Zoom rolls out encryption for all desktop and mobile users

Zoom has kicked off end-to-end encryption for its mobile and desktop apps. Phase one of the encryption rollout doesn't include meetings via a web browser.

Zoom: If you want end-to-end encryption you'll have to pay

Zoom, the big winner from remote working during the COVID-19 pandemic, is rolling out end-to-end encryption for all video meetings on mobile and desktop devices after criticism that it used "substandard" encryption.

On Tuesday, Zoom announced that end-to-end encryption (E2EE) is immediately available for users on Windows, macOS, and Android. The iOS version of the Zoom app is still awaiting approval from Apple's App Store review. It's being rolled out as a "technical preview" for 30 days, during which time Zoom aims to gather customer feedback about their experience with E2EE.

The company flagged its plans to roll out its E2EE capabilities last week. The desktop version with E2EE support is 5.4.0.

SEE: COVID-19: A guide and checklist for restarting your business (TechRepublic Premium)

Zoom generates individual encryption keys that are used to encrypt voice and video calls between conference participants. The keys are stored on users' devices and are not shared with Zoom servers, meaning the company can't access or intercept the content of meetings.

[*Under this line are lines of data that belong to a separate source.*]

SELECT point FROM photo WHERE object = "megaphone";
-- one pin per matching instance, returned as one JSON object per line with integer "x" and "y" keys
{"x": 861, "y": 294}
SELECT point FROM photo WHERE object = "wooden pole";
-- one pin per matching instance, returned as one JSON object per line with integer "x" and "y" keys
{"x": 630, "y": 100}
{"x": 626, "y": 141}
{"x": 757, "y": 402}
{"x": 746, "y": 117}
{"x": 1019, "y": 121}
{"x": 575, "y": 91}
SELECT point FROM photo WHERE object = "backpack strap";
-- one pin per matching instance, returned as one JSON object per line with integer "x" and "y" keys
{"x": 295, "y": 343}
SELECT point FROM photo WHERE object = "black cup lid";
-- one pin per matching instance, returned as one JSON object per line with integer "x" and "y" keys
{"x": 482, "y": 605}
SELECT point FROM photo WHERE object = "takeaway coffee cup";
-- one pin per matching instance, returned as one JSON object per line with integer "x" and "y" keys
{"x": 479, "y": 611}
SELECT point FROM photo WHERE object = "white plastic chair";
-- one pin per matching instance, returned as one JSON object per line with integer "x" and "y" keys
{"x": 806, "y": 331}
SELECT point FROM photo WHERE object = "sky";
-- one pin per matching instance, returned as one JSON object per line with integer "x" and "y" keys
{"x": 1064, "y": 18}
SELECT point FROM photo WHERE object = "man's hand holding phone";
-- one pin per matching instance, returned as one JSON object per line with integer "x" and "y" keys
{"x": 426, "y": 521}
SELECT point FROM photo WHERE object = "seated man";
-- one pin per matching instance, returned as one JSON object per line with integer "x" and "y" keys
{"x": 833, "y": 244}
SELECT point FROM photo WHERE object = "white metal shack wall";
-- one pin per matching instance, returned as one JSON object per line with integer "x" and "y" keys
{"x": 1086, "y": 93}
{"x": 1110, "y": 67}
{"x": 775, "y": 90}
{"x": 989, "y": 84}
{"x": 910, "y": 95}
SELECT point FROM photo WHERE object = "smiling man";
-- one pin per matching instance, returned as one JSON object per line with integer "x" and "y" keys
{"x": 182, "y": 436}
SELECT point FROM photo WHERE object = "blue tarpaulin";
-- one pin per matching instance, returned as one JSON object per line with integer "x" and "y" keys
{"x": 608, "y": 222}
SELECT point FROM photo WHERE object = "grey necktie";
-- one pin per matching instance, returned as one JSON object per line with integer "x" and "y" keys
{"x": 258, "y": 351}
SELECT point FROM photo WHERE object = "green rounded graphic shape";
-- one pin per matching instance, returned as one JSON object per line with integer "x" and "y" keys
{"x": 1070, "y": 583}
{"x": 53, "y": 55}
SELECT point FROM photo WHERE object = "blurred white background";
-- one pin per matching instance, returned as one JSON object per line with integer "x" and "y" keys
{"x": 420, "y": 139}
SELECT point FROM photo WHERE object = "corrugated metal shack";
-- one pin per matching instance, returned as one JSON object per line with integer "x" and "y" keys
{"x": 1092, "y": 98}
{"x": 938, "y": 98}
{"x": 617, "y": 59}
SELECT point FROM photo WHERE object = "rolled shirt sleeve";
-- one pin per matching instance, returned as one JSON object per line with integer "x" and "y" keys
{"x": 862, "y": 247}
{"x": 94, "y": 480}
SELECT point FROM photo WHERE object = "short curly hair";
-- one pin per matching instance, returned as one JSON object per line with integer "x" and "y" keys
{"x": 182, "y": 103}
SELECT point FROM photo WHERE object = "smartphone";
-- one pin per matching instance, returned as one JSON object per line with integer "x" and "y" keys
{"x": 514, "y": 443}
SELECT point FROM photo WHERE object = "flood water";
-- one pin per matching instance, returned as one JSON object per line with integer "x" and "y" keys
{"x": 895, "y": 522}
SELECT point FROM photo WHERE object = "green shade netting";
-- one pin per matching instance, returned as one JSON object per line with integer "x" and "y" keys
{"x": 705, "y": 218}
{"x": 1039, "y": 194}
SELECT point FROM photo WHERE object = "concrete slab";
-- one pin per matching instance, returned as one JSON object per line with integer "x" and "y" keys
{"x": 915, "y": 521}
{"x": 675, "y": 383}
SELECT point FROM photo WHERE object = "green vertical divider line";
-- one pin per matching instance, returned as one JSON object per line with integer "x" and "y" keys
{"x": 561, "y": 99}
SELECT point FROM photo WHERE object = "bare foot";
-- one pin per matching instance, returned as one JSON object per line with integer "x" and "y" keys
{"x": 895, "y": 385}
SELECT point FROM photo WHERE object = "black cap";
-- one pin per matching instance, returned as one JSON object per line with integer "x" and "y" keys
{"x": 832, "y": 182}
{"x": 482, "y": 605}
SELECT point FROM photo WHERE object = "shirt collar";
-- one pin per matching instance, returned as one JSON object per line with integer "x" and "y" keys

Zoom's E2EE uses 256-bit AES encryption in Galois/Counter Mode (GCM) to protect online meetings, the company said in a statement. 

"This has been a highly requested feature from our customers, and we're excited to make this a reality," said Zoom CISO Jason Lee. 

"Kudos to our encryption team who joined us from Keybase in May and developed this impressive security feature within just six months."

Zoom nabbed Lee in June from his senior cybersecurity role at Salesforce, where he oversaw IT infrastructure, incident response, threat intel, identity and access management, and offensive security. Prior to that he worked at Microsoft as principal director of security engineering for the Windows and Devices division.

The company acquired encryption firm Keybase in May after it was criticized for claiming it used AES-256 encryption to secure video calls when it was actually using what security researchers labelled a "substandard" AES-128 key in Electronic Codebook (ECB) mode.

"In typical meetings, Zoom's cloud meeting server generates encryption keys for every meeting and distributes them to meeting participants using Zoom clients as they join. With Zoom's new E2EE, the meeting's host generates encryption keys and uses public key cryptography to distribute these keys to the other meeting participants," Zoom explained. 

"Zoom's servers become oblivious relays and never see the encryption keys required to decrypt the meeting contents. Encrypted data relayed through Zoom's servers is indecipherable by Zoom, since Zoom's servers do not have the necessary decryption key."

SEE: Top 100+ tips for telecommuters and managers (free PDF) (TechRepublic)    

Zoom notes that enterprise account admins can enable E2EE in the web interface at the account, group, and user level. Additionally, once E2EE is enabled, the host can turn E2EE on or off for any given meeting.

However, phase one of Zoom's roll-out lacks support for E2EE in a browser. Meeting participants need to join from the Zoom desktop client, mobile app, or Zoom Rooms for E2EE-enabled meetings, according to Zoom.